Reducing Risk Exposure
To reduce your risk exposure for EBTs/FBTs compliance issues, companies should consider:
securing buy-in from key company stakeholders and global service partners to plan for, identify and track all EBT/FBT movements;
educating EBTs/FBTs on company business policy/practice and the importance and expectation of daily tracking while abroad;
creating an EBT/FBT tracking system that can help answer key questions at a moment’s notice (Who, What, Where, When and How);
conducting simulated, regularly scheduled audits to help ensure compliance;
developing a strong, active working relationship with one’s global tax and immigration partners to receive country updates on changing laws or regulations, asking them to suggest compliance recommendations to avoid issues before they happen, and/or have those partners track the business travel history of company EBTs/FBTs;
consulting legal counsel for risk assessment/ management and integrating their input when developing business-related travel policies that may impact EBTs/FBTs; and
striving to make the EBT/FBT travel policy in line with other formal global mobility policies in scope, mission and consistency.
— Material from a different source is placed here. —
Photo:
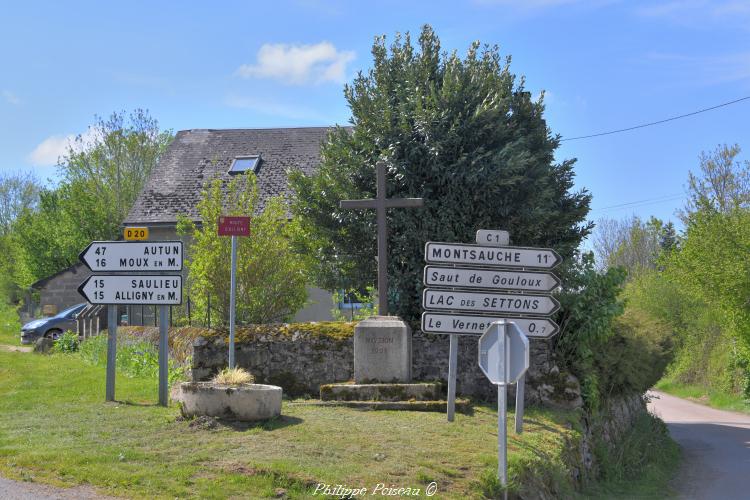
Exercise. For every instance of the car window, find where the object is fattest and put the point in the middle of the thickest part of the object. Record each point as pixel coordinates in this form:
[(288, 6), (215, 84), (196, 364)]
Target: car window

This can be challenging considering the nuances and scope, but the investment in time might improve and formalize one’s EBT/FBT benefits and the expectations that go along with them as it is done with relocation policies;
Above all, proactive planning, rather than reactive responding, is truly important to making a well-oiled and audit proof EBT/FBT program – especially for companies that have limited resources and are growing rapidly in the global marketplace.
Here to Help
It is part of a company’s duty of care culture to ensure compliance, tracking, and risk-management programs have been established to support their employees wherever they go on the company’s behalf.